Un grupo de mujeres privadas de libertad del Centro de Orientación Femenina (COF) de Obrajes comenzó un proceso de formación y acompañamiento orientado a fortalecer su autonomía económica y preparar su reinserción sociolaboral. La iniciativa forma parte del proyecto “Mujeres Empoderadas y Luchadoras”, ejecutado por la Fundación Ser Familia con financiamiento de INESAD-MI.
El proyecto surge como respuesta a la situación de vulnerabilidad que enfrentan muchas mujeres dentro del sistema penitenciario, donde una gran proporción son madres, mujeres indígenas o jefas de hogar que, antes de su reclusión, dependían principalmente de trabajos informales y de bajos ingresos.
A través de un proceso formativo de ocho meses, el programa busca fortalecer las capacidades productivas y personales de 25 mujeres, brindándoles herramientas que les permitan generar ingresos y construir nuevas oportunidades cuando recuperen su libertad.
En esta primera etapa del proyecto ya se realizaron gestiones de coordinación con el Régimen Penitenciario y la dirección del COF Obrajes, lo que permitió iniciar el trabajo con las primeras participantes. Hasta el momento, 10 mujeres han sido seleccionadas e incorporadas al programa, firmando acuerdos de fortalecimiento para participar en las actividades de capacitación y acompañamiento.
Las beneficiarias, cuyas edades oscilan entre 29 y 44 años, cuentan con habilidades previas en costura, tejido a palillo, croché y bordado, conocimientos que el proyecto busca potenciar mediante mentorías y formación práctica.
Uno de los pilares de la iniciativa es la metodología de “aprender haciendo”, que combina capacitación, asesoramiento personalizado y seguimiento permanente. En este marco, ya se realizó una primera sesión de formación en empoderamiento empresarial, orientada a fortalecer la confianza de las participantes y explorar oportunidades para desarrollar actividades productivas.
El programa también incluye diagnósticos individuales para identificar las habilidades, intereses y necesidades de cada participante, con el fin de diseñar planes de mejora personalizados que fortalezcan sus capacidades técnicas y su gestión económica.

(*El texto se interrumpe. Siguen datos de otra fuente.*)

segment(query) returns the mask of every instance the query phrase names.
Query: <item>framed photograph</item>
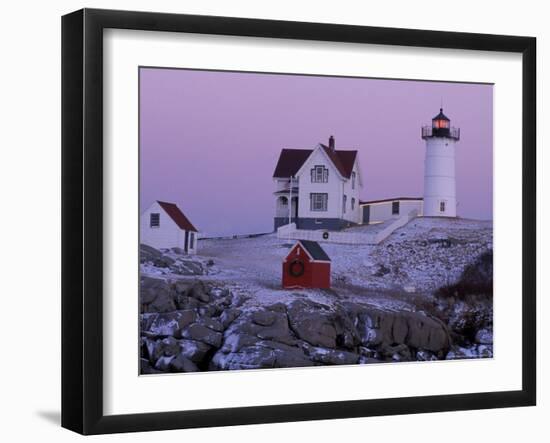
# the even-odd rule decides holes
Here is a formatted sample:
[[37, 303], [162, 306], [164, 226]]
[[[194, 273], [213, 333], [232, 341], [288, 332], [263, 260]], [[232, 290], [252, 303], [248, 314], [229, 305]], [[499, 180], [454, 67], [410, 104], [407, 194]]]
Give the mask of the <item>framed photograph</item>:
[[536, 402], [531, 37], [62, 20], [62, 425]]

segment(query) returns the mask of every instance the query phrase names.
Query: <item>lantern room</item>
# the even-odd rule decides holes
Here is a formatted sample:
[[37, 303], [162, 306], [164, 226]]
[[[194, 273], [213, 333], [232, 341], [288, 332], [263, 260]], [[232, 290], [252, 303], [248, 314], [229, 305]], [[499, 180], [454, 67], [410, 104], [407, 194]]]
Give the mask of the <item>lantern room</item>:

Además del componente productivo, el proyecto contempla espacios de acompañamiento y contención emocional, reconociendo que el fortalecimiento personal es una pieza clave para que las mujeres puedan proyectar un futuro con mayores oportunidades.
La iniciativa “Mujeres Empoderadas y Luchadoras” busca demostrar que el acceso a formación, mentoría y apoyo integral puede convertirse en una herramienta efectiva para que las mujeres privadas de libertad fortalezcan su autoestima, desarrollen capacidades productivas y se preparen para una reintegración digna en la sociedad.